Now I am in my country of Origin and cannot come to South Africa for next couple of months. I came home on Holiday in december 2015.
Can anyone Tell me how to collect the PR certificate while i am in country of Origin.
1. Immigration practitioner allowed to collect my PR on my behalf with authorization letters ??
2. how long does the VFS will keep the PR without cancelling it.??
3. Can they sent the PR certificate to the country where i am now.??
4. Passport is required to collect the PR .???

Please advise ,
Any help will be greatly appreciated.

Thanks
Ravi


----------



## ganjedi (Mar 23, 2013)

Hi Ravi,

Please see below.



Please collect processed applications from our Visa Facilitation Centre where the application was submitted. Original passport will be required as applicant’s proof of identity and handing over of the visa label or refusal letter to applicants.
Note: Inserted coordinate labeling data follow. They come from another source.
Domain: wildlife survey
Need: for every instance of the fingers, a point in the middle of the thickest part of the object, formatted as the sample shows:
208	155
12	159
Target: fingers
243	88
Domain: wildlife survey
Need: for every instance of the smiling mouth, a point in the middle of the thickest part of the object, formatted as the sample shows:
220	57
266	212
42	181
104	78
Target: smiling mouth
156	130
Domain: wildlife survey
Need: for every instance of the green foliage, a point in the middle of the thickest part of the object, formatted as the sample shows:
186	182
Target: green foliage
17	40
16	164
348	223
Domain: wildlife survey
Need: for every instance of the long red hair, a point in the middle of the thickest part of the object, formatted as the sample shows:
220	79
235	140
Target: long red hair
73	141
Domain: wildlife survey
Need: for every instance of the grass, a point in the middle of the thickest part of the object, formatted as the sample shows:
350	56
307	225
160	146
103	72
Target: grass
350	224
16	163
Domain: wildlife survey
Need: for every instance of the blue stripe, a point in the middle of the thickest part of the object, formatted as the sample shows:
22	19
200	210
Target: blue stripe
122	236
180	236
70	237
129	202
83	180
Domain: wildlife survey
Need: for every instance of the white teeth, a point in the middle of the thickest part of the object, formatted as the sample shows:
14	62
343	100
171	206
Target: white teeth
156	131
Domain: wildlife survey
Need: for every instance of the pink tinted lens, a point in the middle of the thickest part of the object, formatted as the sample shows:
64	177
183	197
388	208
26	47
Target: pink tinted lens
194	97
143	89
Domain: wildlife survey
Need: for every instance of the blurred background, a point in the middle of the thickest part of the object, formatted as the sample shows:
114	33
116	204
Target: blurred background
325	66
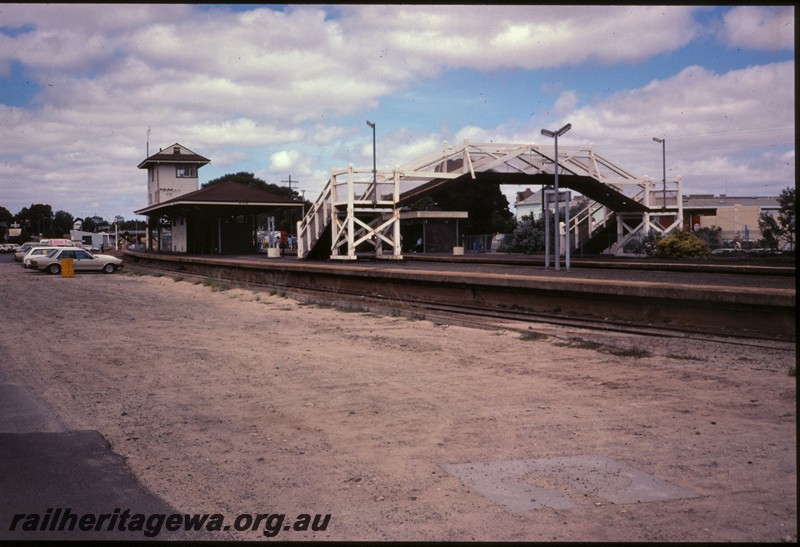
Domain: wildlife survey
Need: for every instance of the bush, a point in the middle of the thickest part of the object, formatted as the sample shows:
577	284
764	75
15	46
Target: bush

Processed applications will not be returned to applicants / representatives in case they fail to submit the original passport of the applicant at the time of submission of application.

Collection timings: 10:00 – 15:00 (Monday – Friday except public holidays)

Representative must provide an original Photo ID, an Authority Letter as well as the applicants original passport if collecting the decision on behalf of the applicant/s. The Authority Letter should clearly state the following: -

Name of the Representative collecting the decision.
Photo ID number of the Representative.
Applicant signature as signed on the application form and passport.

Invoice Cum Receipt provided during application submission (photocopy not allowed) will be required in original. 

Hope this is clear.


----------



## coco9087 (Feb 19, 2016)

hi ravi

i am still waiting for my PR to come, since last year. if you dont mind sharing when did you lodge the application?


----------



## IamT (Aug 4, 2014)

coco9087 said:


> hi ravi
> 
> i am still waiting for my PR to come, since last year. if you dont mind sharing when did you lodge the application?


I lodged my application on 19 June 2015 and am still waiting.:fingerscrossed:


----------



## coco9087 (Feb 19, 2016)

Mine was applied for in,04 March 2015 via VFS Nelspruit. Still nothing


----------



## SA_ZAR (Feb 3, 2016)

ravi0917 said:


> Hi All,
> I received an email from DHA that my PR has been dispatched and ready for collection.
> Now I am in my country of Origin and cannot come to South Africa for next couple of months. I came home on Holiday in december 2015.
> Can anyone Tell me how to collect the PR certificate while i am in country of Origin.
> ...


Hi Ravi,

Did you applied for rectification yet?

How long does it taking for the rectification process you heard latest?

Thank you.


----------



## LegalMan (Dec 26, 2012)

As you can see from ganjedi's reply, yes, someone can collect it with the correct Authorisation Letter and documents. This was the same in the days where you fetched it from Home Affairs.


----------